April 14 1907 or 1742
Written by Iam Hanuman on Tuesday the 11th of January 2011
High up in the mizzen mast the wind wrapped at my door like an urgent call or a troupe of Carollers.
Avast Ye Merry Gentlemen, I was urged to shout but I did not. Instead the clouds fell and the rain came down and I was chill to my bones. Argh 'twas a pitiful life which had befallen this here wretch of a tinker's son. Never come to much since I was clinging at my ma's petticoats as she straddled the gutters of , Golden Corner and of course the Round House.
There was a time, thinks I as a particularly strong gust of evil near knocks me from my senses - damn you weather lords - there was a time when my dear father lost his tiny marbles in a game of chance mooning for the gamblers of Jigger Town and I very nearly ended up being traded into a Noble family by the name of Perryfield.
They was merchants now, but had been mineralists back centuries before and anyhow was gentlemen merchants, not of your usual ilk. Anyhows, was what was.

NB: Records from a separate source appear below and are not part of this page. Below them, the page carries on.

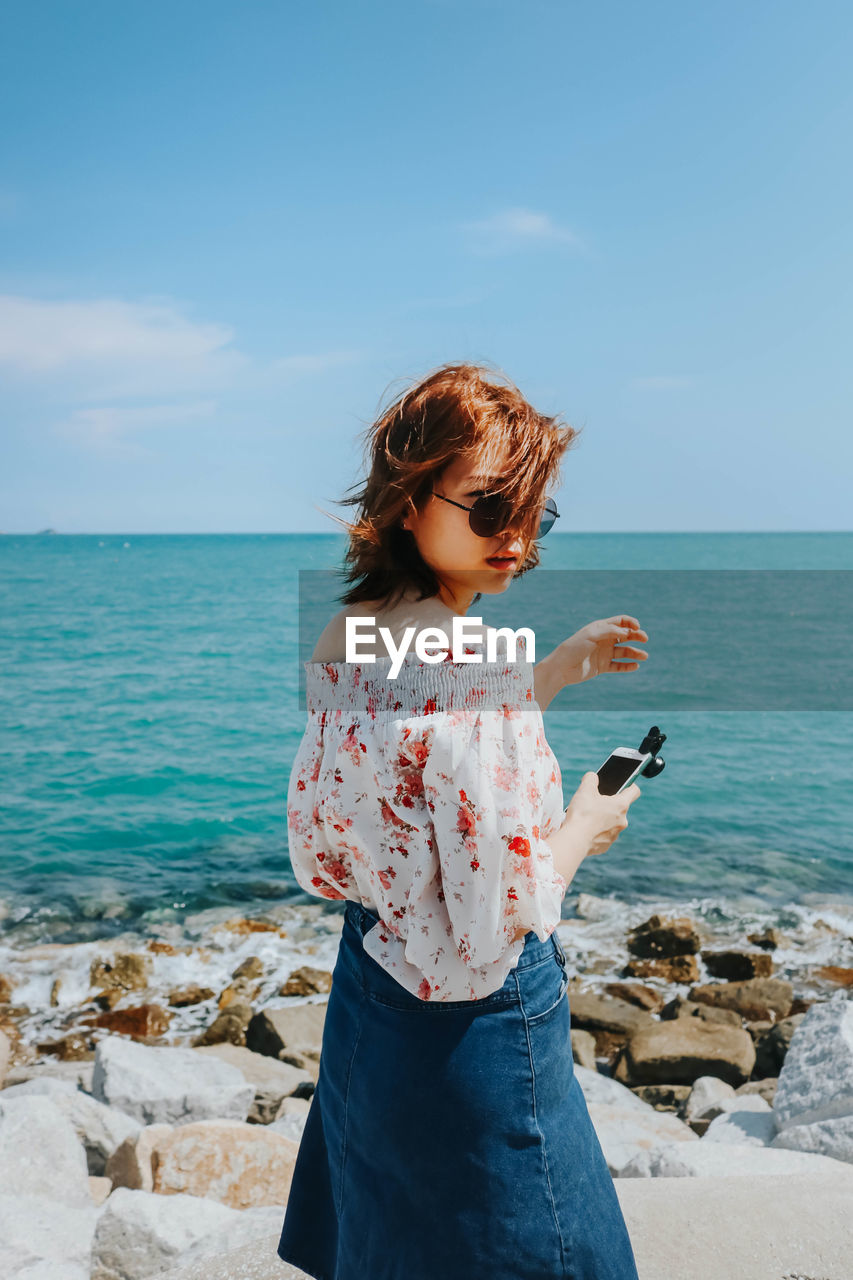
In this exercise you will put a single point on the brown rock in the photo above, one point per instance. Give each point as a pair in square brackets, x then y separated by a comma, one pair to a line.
[634, 992]
[680, 969]
[129, 972]
[140, 1023]
[306, 982]
[228, 1027]
[657, 938]
[767, 940]
[192, 995]
[738, 965]
[772, 1045]
[664, 1097]
[680, 1051]
[835, 973]
[682, 1008]
[757, 999]
[72, 1048]
[240, 1165]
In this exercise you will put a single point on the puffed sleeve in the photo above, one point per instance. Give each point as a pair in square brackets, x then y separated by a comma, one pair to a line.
[316, 867]
[484, 784]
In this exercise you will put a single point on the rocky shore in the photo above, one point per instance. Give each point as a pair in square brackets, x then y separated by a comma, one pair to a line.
[153, 1101]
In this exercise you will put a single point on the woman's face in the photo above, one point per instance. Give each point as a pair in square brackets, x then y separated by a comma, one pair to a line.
[461, 560]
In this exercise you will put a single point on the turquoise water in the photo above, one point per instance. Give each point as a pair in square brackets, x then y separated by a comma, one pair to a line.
[150, 716]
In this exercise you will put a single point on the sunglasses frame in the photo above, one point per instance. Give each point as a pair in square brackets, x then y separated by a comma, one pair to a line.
[484, 498]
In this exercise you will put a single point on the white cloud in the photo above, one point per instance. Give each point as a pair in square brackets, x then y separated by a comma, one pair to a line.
[115, 348]
[516, 228]
[664, 382]
[110, 429]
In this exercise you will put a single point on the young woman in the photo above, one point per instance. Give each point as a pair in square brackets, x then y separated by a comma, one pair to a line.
[447, 1137]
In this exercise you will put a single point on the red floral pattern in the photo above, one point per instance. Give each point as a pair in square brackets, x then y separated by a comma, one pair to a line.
[428, 800]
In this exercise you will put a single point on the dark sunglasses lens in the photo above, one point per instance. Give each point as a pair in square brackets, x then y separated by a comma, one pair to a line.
[489, 515]
[547, 519]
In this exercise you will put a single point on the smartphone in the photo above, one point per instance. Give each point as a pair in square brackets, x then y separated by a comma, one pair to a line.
[620, 768]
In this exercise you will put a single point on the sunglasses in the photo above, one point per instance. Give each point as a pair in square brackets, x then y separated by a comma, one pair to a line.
[492, 513]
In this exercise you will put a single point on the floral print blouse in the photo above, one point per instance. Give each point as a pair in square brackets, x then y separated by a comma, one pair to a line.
[427, 798]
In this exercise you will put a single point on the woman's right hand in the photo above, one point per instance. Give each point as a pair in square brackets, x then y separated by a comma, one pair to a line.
[601, 818]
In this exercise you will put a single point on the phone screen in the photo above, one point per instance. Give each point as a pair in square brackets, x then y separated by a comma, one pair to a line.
[614, 772]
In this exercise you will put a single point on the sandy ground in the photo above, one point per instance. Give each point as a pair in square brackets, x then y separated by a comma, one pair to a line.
[771, 1228]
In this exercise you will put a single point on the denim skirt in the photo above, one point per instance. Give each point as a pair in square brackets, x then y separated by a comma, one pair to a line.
[451, 1139]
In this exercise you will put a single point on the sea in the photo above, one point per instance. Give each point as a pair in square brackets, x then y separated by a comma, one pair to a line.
[151, 707]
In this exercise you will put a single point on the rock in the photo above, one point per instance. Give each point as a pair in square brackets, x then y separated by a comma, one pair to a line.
[755, 999]
[291, 1034]
[40, 1153]
[99, 1128]
[816, 1080]
[678, 969]
[835, 973]
[635, 993]
[140, 1234]
[765, 1089]
[240, 1165]
[831, 1138]
[601, 1088]
[769, 938]
[726, 1159]
[682, 1008]
[772, 1045]
[583, 1048]
[128, 972]
[664, 1097]
[194, 995]
[624, 1133]
[749, 1121]
[99, 1188]
[707, 1100]
[658, 938]
[738, 965]
[680, 1051]
[163, 1084]
[306, 981]
[42, 1238]
[273, 1080]
[228, 1027]
[140, 1022]
[131, 1164]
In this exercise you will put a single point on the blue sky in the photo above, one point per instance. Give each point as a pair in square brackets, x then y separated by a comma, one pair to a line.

The land is there in the distance. The edging reality of it very prickles my salty senses and I breathe this wet air in now as if 'twas my ma's womb waters.

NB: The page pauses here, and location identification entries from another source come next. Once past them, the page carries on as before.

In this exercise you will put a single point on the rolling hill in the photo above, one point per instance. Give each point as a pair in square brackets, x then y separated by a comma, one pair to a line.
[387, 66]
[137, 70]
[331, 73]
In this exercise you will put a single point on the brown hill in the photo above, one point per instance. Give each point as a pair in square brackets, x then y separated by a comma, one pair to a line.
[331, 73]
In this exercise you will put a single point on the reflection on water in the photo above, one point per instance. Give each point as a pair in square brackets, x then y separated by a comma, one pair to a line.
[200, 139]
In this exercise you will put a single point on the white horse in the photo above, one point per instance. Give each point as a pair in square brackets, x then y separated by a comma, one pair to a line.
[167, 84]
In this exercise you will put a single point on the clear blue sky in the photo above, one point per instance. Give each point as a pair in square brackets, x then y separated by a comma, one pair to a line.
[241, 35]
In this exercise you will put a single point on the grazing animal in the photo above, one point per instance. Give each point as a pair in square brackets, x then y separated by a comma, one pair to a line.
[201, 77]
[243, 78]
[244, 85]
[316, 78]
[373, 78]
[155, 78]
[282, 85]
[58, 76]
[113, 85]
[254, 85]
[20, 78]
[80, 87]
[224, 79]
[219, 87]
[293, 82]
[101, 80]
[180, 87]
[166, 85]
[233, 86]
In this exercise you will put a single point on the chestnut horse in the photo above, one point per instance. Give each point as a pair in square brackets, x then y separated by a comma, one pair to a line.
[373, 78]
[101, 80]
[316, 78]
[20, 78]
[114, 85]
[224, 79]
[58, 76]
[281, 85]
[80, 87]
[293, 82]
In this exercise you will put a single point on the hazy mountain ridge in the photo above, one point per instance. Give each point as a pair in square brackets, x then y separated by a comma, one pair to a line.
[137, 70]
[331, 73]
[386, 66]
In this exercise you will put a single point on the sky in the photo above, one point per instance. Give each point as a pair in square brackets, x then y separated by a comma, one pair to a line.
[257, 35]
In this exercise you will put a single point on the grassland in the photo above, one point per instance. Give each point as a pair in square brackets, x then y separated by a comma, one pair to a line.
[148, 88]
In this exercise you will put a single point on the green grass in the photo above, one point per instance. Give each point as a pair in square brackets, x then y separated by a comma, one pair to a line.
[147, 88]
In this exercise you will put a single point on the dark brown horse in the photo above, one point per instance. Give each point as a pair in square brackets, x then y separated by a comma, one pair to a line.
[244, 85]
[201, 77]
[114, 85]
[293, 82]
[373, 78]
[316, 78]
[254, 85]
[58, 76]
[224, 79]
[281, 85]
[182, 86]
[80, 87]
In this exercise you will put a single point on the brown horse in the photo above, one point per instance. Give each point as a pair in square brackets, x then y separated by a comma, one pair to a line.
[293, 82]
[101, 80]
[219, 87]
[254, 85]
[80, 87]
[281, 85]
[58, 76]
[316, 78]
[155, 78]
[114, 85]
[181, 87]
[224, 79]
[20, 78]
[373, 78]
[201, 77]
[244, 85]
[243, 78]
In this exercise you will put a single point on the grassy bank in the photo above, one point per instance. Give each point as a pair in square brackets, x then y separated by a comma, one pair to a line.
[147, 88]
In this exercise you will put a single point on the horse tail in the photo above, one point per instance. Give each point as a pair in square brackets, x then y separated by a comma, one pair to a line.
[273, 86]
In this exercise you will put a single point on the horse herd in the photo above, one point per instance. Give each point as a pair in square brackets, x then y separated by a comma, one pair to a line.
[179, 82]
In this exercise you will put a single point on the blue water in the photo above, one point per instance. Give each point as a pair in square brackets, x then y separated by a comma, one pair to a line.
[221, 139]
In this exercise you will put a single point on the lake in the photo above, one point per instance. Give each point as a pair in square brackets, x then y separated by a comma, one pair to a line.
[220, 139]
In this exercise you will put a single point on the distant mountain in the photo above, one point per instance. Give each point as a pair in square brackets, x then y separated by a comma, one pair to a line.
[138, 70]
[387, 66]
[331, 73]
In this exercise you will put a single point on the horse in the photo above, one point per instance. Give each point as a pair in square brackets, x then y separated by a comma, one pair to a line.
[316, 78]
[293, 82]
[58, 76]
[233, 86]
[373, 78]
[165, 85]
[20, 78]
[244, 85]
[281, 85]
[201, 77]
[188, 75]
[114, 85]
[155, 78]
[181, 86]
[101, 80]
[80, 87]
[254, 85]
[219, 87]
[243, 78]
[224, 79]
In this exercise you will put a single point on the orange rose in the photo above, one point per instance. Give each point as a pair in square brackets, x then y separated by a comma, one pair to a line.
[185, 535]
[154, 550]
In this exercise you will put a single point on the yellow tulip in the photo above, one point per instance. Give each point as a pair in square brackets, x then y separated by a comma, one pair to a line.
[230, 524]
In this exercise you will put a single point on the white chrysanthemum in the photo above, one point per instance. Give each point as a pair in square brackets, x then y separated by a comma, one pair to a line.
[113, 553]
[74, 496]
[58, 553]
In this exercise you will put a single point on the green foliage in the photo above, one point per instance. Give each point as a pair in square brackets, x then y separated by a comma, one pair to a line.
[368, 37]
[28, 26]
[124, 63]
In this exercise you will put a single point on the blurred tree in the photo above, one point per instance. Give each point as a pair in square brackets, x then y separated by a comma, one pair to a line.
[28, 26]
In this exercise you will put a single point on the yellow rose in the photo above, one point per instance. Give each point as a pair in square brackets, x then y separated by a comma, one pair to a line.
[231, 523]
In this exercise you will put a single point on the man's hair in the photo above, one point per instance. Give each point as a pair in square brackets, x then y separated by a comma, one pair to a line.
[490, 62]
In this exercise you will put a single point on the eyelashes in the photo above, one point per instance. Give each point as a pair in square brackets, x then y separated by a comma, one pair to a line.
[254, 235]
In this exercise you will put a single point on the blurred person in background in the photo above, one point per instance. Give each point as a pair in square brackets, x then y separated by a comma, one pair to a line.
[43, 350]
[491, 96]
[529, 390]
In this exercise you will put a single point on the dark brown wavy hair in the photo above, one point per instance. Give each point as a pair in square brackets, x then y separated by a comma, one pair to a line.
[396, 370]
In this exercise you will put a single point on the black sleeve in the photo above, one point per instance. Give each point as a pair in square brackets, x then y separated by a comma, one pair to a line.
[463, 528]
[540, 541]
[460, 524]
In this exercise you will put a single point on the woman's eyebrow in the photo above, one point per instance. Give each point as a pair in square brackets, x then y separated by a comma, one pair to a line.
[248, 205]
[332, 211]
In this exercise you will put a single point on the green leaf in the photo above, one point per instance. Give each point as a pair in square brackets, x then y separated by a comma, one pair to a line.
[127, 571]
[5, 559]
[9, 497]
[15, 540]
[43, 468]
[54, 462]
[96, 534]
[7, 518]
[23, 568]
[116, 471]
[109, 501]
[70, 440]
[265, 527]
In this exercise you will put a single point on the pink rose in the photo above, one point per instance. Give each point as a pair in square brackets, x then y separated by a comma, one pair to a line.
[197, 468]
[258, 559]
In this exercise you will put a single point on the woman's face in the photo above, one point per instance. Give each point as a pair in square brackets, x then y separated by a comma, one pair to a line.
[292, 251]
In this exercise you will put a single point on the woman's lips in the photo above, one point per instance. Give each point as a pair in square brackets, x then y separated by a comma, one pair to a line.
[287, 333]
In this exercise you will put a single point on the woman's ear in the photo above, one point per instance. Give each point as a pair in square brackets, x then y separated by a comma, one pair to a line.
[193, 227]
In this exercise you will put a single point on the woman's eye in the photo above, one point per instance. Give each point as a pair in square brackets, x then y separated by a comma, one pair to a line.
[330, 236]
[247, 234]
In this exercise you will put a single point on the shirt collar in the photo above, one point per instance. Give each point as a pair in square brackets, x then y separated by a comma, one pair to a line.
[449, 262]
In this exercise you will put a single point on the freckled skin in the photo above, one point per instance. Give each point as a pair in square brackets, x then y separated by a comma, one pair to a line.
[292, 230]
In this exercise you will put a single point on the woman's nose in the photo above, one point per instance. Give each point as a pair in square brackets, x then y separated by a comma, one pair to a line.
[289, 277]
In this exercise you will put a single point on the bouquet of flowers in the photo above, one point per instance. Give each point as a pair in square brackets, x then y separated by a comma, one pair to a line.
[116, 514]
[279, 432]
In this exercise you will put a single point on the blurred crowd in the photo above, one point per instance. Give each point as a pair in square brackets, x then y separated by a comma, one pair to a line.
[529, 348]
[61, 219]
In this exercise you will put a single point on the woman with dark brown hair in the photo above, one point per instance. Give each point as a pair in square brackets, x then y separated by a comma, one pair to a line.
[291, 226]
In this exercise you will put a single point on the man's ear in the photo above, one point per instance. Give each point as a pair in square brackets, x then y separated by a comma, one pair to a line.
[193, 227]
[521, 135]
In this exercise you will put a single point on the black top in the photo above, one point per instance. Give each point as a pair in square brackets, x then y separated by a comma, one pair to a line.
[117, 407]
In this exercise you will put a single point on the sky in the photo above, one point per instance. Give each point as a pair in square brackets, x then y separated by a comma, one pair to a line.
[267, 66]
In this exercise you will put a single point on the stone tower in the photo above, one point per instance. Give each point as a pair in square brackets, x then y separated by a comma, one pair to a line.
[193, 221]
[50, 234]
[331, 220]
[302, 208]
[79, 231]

How like a fish I am, how very suited to my environment, my outlook and yet not at the same time. How did this come to pass?
I remember the weeks at the boarding hostelry. I still shudder to recall , the kitchen whacker and his cowardly yet menacing even-calls, urging all us skivvies into putrid action, weeding out whatever rot we could of that place.
I do look back and see that I was woken by the port constabulary on more than one occasion and advised to pitch a rigging career or roll myself into the briney.
A man so simple as I, with no woman nor child to my name - nor at least any that would care to call me kin. Simple Jackob the Wastrel. Babby worth nothing, kiddie the same. Now man of penniless pocket book and black teeth. Oh send me a weapon that I may wield it at whatever fate-witch pulled these ropes. Or was it me?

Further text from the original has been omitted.